Introduction:  Intimate partner violence (IPV) is a major public health problem in Africa and internationally, with consequences that include physical injury, significant morbidity and even death. The Rwandan 2005 Demographic and Health Survey (DHS) reported a national prevalence of IPV among pregnant women of 10.2% but there were limited data available on the factors involved. The aim of this study was to determine the factors associated with and prevalence of IPV among pregnant Rwandese women in the rural southern province of Kabutare.
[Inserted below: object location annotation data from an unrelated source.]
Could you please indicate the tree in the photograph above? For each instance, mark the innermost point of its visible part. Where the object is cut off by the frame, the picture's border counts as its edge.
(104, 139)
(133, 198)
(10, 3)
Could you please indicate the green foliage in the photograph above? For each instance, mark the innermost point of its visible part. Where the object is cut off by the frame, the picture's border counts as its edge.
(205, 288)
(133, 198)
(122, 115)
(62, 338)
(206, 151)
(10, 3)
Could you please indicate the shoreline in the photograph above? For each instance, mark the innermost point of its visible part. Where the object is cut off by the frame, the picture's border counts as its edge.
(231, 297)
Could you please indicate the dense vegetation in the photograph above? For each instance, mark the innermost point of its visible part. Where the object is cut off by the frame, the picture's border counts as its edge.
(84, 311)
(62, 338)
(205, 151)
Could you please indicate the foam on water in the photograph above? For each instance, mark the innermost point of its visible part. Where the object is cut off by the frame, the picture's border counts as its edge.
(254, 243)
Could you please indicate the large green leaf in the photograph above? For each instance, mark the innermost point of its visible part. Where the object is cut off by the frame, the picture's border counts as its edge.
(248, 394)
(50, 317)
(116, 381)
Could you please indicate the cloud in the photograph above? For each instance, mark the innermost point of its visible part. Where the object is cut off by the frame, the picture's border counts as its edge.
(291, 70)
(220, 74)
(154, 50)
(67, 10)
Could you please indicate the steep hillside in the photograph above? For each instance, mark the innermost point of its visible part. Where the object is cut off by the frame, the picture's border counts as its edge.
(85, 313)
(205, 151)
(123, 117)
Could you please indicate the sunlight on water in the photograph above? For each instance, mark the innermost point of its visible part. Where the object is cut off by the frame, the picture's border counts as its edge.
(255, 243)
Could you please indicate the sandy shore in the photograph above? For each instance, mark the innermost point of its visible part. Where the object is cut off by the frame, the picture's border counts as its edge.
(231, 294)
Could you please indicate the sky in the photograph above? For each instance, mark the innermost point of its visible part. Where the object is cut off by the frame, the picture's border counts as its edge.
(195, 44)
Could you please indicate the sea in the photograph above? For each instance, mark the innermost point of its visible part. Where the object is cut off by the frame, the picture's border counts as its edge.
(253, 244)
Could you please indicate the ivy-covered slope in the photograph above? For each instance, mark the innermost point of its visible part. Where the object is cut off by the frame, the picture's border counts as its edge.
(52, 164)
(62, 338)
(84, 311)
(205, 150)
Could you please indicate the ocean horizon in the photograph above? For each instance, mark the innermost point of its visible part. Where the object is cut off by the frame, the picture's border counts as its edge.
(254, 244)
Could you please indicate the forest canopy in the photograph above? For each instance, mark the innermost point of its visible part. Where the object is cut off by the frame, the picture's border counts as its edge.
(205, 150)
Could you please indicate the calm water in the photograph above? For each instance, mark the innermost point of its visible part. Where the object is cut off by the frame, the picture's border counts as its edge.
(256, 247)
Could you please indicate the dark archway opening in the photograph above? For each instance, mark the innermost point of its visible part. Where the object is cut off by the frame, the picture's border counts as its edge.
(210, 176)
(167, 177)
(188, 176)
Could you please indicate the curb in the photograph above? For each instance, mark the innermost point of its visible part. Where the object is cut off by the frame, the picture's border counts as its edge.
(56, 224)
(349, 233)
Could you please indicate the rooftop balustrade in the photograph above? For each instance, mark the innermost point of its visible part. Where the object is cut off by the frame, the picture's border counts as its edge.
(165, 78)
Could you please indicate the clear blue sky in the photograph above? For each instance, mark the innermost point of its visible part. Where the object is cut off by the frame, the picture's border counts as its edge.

Methods:  A total of 387 pregnant women attending antenatal clinics in the South Province of Rwanda answered a questionnaire which included items on demographics and IPV. Mean age and prevalence of IPV in the previous 12 months as well as lifetime IPV were assessed. Both univariate and multivariate odds of IPV exposure were estimated using logistic regression analysis.
Results:  The mean age of the 387 participants was 29.4 years (SD 6.3 years). More than one in two participants reported lifetime verbal abuse (53.7%). Other forms of lifetime IPV included pulling hair (9.4%), slapping (18.2%), choking (6.5%), punching with fists (19.3%), throwing to the ground and kicking with feet (12.8%), and burning with a hot liquid (3.1%). In the multivariate analysis, alcohol use by male partner was positively associated with lifetime IPV (OR = 2.52; 95% CI [1.35, 4.71] for occasional drinkers, and OR = 3.85; 95% CI [1.81, 8.21] for heavy drinkers). Compared with subjects with no formal education, women who had elementary education were less likely to report lifetime IPV (OR = 0.30; 95% CI [0.11, 0.78]).
Conclusion:  Alcohol use by male partner and low education of women were positively associated with lifetime IPV. The high rates of IPV among Rwandan pregnant women indicate the need for urgent measures to prevent and curb domestic violence using public health education, an awareness campaign and policy advocacy.

Key words:  intimate partner violence (IPV), partner violence, Rwanda, women’s health.